Hi all,
currently i am using pdf-box to parse pdf document. but some pdf file can not be read/parsed. is there any pdf parser which can be used ?
Thanks b4,
Felix
-
PDF Parser (3 messages)
- Posted by: Felix Yunius
- Posted on: June 16 2004 03:54 EDT
Threaded Messages (3)
- PDF Parser by Paul Strack on June 16 2004 13:13 EDT
- PDF Parser by Felix Yunius on June 16 2004 20:29 EDT
- PDF Parser by Paul Strack on June 17 2004 11:44 EDT
- PDF Parser by Felix Yunius on June 16 2004 20:29 EDT
-
PDF Parser[ Go to top ]
- Posted by: Paul Strack
- Posted on: June 16 2004 13:13 EDT
- in response to Felix Yunius
Try iText -
PDF Parser[ Go to top ]
- Posted by: Felix Yunius
- Posted on: June 16 2004 20:29 EDT
- in response to Paul Strack
Hi Paul, thanks.
But seems that iText can not be used to parsed the content of the pdf file.
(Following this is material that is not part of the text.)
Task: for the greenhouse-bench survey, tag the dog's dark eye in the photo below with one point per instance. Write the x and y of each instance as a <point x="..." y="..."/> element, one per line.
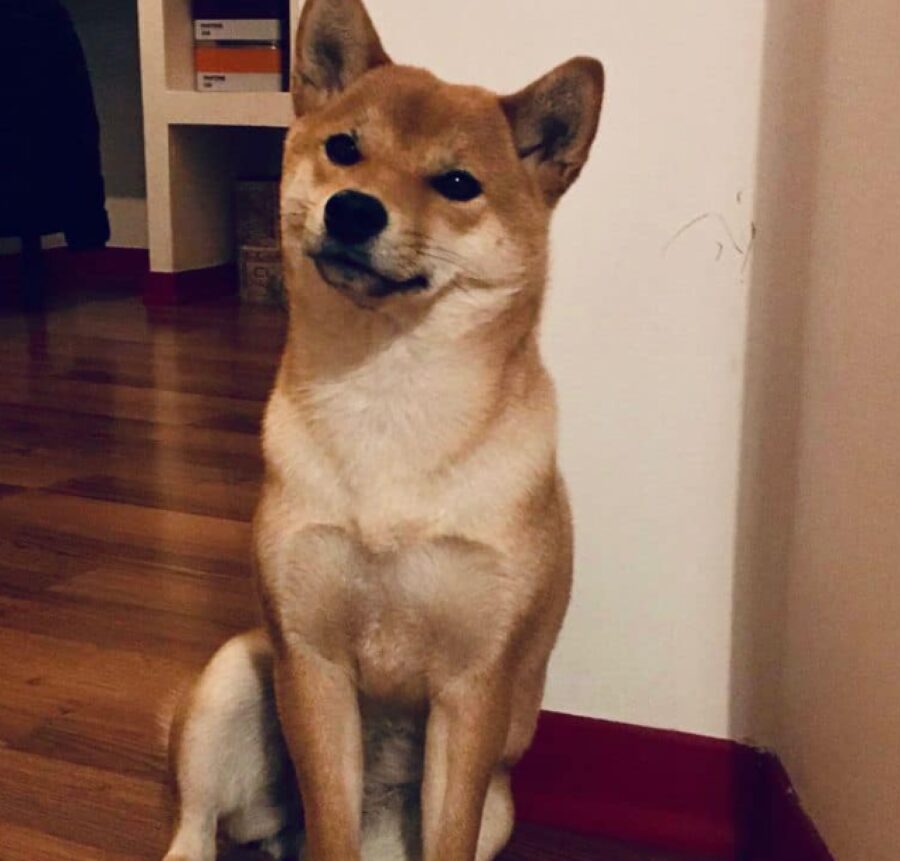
<point x="457" y="185"/>
<point x="341" y="149"/>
It can only be used for reading the content. i read the tutorial and paste it below :
PdfReader
You can't 'parse' an existing PDF file using iText, you can only 'read' it page per page.
What does this mean?
The pdf format is just a canvas where text and graphics are placed without any structure information. As such there aren't any 'iText-objects' in a PDF file. In each page there will probably be a number of 'Strings', but you can't reconstruct a phrase or a paragraph using these strings. There are probably a number of lines drawn, but you can't retrieve a Table-object based on these lines. In short: parsing the content of a PDF-file is NOT POSSIBLE with iText (not if you want good results: there are ways to retrieve text from an existing PDF).
currently i am using pdf-box but it can't parse for certain type of pdf file.
Please advise..
Thanks so much,
Felix -
PDF Parser[ Go to top ]
- Posted by: Paul Strack
- Posted on: June 17 2004 11:44 EDT
- in response to Felix Yunius
What you want to do may not be possible.
First off, some PDF files are encrypted as a means of copy protection. None of the publically available tools can decrypt and parse these files (doing so would be a violation of US digital copyright laws).
Secondly, there is pretty much no way to "parse" a PDF. The best you can do is to pull out blocks of texts. PDF does not have any real formatting information the way HTML does, so data retrieval is very limited.
Anyway, that is pretty much the extent of my knowledge on the topic. I wish you the best of luck.